South African-born producer and songwriter, Pete Martin reflects on his 20-year stint in the UK, collaborations with A-list artists, and his newly acquired state of the art London studio with the ultimate Genelec monitoring setup.
“I'm a total nerd, as you know,” begins a cheerful Pete ‘Boxsta’ Martin, who catches up with Headliner after last speaking a few years ago. “My wife and my colleagues joke with me because on my bedside table, my reading material is just manuals! I'm technology obsessed.”
By the time he relocated to London in 2001, Martin had written over 15 number ones, and countless top 10s – becoming one of South Africa’s most sought after multi-platinum selling producer-songwriters. Soon after arriving in the UK, Universal Island signed him to his first international label deal, working closely with Darcus Beese and Nic Gatfield.
Fast forward to today and he’s an award winning producer-songwriter who has written, produced and remixed for artists such as James Arthur, Arrow Benjamin, Jessie J, Mali Music, Missy Elliot, Rizzle Kicks, Sugababes, Alexandra Burke, Leah McFall, Paper Crows, Roll Deep, Pete Tong and Natalia Kills.
“It’s been a very, very good couple of years,” he says modestly. “I have worked with some really cool people.
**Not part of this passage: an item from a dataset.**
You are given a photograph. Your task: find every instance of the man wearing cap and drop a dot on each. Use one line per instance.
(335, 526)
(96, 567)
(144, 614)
Working with high profile people does build your career, but I also really like working with up and coming acts; I love that blend.”
Since first working with Arthur, Martin has gone on to work with him numerous times, including two tracks on the singer’s number one album, Back from the Edge.
“He did a couple of sessions with me and I think what clicked with him was, I didn't let him off the hook. You put that guy behind the mic and that one take is the one that you could keep for the rest of your life, but I pushed him a little bit because I just thought, ‘I want to see what he's capable of’. I know that sounds insane, but it was a lesson to me because I thought, ‘let me push him a bit and see what actually happens’.
"We did a couple of tracks and after that he hadn't called me, so I thought that I’d stepped over the line, and then suddenly he said, ‘Pete, I want to write more’, and we started forming this relationship.”